Factory Production in U.S. Climbed Less Than Forecast in January
The 0.2 percent increase in output followed no change in December that was initially reported as a gain, data from the Federal Reserve showed Wednesday in Washington. The median estimate in a Bloomberg survey of economists called for a 0.4 percent advance. Total industrial production, which includes mining and utilities, also rose 0.2 percent.
Factories in the U.S. are tempering production as flagging global growth prompts overseas customers to pare orders. At the same time, persistent employment gains and cheaper energy costs will help underpin domestic demand and keep manufacturing from faltering.
Factories probably will see “some further slowing in U.S. manufacturing sector momentum as the economy continues to navigate against the headwinds from the strong dollar and weakening global activity,” Millan Mulraine, deputy head of U.S. research and strategy at TD Securities LLC in New York, said in a research note before the report.
Among other reports Wednesday, new residential construction in the U.S. fell in January as builders broke ground on fewer single-family homes. Housing starts decreased 2 percent to a 1.07 million annual rate, following the prior month’s 1.09 million, according to Commerce Department data.
The producer-price index decreased 0.8 percent in January after a 0.2 percent decline the prior month, according to a separate report from the Labor Department.
December Production
Manufacturing output, which accounts for about 12 percent of the economy, was previously reported as rising 0.3 percent in December. Total industrial production was forecast to increase 0.3 percent in January.
Capacity utilization, which measures the amount of a plant that is in use, was unchanged at 79.4 percent last month.
Utility output climbed 2.3 percent after a 6.9 percent drop in December.
Mining production, including oil drilling, decreased 1 percent in January after a 2.1 percent advance in December. Drilling and servicing at wells slumped 10 percent, the fourth straight decline.
After several months of falling energy costs, oil companies, including Houston-based Apache Corp., are paring production. The “dramatic and almost unprecedented” price plunge prompted the company to cut operating rigs by 70 percent by the end of this month, Chief Executive Officer John J. Christmann said on an earnings call last week.
Consumer Goods
Consumer-goods output rose 0.2 percent in January after a 0.8 percent decrease.

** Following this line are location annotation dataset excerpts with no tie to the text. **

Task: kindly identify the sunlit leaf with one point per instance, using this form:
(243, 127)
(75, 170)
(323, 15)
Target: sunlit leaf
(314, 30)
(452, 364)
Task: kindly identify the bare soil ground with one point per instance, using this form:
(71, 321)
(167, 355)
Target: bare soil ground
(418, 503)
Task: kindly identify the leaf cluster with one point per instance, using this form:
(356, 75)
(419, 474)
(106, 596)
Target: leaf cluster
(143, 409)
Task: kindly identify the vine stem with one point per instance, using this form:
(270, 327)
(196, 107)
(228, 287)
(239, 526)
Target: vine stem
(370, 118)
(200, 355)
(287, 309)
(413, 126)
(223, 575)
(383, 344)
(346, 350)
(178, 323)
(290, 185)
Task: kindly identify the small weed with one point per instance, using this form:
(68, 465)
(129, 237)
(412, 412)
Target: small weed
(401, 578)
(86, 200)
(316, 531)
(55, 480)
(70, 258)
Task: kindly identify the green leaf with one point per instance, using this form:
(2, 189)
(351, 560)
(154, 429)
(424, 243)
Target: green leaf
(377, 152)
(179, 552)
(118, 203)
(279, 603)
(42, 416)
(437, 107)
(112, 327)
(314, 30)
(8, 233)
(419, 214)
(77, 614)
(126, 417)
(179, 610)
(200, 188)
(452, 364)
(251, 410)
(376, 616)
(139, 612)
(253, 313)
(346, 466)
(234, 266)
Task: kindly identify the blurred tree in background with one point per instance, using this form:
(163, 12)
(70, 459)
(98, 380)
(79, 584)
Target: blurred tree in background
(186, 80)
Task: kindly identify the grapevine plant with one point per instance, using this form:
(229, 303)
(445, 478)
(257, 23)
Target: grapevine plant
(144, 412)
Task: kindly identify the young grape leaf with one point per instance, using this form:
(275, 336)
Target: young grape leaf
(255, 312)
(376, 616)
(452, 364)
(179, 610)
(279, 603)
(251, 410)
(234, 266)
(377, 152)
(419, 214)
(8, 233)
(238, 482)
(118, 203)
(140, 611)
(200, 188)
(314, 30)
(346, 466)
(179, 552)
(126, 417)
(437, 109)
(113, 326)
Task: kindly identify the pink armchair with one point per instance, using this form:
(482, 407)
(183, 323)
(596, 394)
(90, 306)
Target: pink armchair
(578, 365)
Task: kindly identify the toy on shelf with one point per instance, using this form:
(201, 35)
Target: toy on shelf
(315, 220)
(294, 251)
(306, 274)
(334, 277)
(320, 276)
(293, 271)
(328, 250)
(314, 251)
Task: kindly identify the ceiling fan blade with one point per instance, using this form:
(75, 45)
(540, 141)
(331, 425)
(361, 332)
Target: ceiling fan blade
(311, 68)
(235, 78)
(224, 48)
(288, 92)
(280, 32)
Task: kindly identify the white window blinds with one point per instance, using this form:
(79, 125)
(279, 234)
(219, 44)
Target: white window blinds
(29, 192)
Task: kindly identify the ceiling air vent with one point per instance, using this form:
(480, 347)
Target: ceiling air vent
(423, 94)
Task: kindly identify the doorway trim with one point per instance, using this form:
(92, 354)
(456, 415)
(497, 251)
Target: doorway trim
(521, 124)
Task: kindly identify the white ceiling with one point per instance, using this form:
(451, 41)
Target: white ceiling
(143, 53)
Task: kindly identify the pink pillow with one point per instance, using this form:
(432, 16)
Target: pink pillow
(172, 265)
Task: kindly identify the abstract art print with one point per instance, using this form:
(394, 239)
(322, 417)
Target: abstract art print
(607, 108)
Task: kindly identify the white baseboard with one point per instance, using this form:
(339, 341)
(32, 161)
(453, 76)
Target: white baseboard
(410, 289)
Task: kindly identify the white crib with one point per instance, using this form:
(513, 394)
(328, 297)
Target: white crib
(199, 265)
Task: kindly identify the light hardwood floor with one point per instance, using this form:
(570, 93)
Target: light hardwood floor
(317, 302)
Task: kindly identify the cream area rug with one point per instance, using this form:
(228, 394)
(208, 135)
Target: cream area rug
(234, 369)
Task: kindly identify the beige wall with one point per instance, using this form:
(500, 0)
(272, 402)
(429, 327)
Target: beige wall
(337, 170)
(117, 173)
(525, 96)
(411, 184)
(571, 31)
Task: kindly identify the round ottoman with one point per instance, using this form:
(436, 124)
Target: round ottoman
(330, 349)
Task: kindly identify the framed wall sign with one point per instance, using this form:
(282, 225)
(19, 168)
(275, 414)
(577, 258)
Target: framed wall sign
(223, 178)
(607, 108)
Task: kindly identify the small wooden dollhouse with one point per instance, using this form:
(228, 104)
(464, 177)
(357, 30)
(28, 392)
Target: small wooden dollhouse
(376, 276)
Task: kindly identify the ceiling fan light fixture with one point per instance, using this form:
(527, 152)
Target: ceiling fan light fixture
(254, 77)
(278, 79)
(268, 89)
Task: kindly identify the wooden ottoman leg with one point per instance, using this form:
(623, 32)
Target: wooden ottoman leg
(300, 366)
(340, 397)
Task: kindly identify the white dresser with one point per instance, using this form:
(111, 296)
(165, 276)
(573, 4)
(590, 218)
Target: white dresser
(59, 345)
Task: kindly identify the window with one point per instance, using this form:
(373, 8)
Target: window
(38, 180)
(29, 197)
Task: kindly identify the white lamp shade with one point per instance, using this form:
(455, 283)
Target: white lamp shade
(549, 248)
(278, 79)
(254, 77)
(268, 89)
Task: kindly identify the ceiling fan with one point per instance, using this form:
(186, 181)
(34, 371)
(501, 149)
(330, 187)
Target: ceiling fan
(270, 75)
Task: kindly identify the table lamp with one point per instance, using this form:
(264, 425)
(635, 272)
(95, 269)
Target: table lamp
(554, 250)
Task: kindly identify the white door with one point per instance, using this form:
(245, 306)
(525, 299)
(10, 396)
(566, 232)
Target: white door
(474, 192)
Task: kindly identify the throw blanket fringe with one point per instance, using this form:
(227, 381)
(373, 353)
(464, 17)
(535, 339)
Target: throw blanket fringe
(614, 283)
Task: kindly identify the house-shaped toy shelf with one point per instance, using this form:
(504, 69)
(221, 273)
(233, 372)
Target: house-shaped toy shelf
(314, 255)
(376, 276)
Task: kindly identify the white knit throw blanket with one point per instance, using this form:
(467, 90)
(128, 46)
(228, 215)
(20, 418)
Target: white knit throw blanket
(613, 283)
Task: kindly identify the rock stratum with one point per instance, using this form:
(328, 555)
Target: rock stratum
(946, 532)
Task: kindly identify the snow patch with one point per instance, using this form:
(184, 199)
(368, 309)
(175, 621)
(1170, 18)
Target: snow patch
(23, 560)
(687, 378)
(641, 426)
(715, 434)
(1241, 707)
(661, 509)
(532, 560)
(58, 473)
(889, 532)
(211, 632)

Factory production of motor vehicles and parts fell 0.6 percent after a 1.3 percent decline. Auto assemblies slowed to an 11.76 million annualized rate after 11.93 million a month earlier, the Fed said.
Excluding autos and parts, manufacturing output rose 0.2 percent after rising 0.1 percent the prior month.
Sales of cars and light trucks eased to a 16.6 million annualized rate in January after 16.8 million in December, according to figures from Ward’s Automotive Group. Last month was still stronger than the 16.4 million monthly average in 2014.
Production of construction supplies decreased 0.3 percent in January after a 1 percent surge.
Business equipment production rose 0.8 percent following a 1.2 percent decrease, the Fed’s report showed.
The Institute for Supply Management’s manufacturing index showed similar results in January. The gauge declined to a one-year low of 53.5 from December’s 55.1, according to the Tempe, Arizona-based group. Readings greater than 50 signal growth.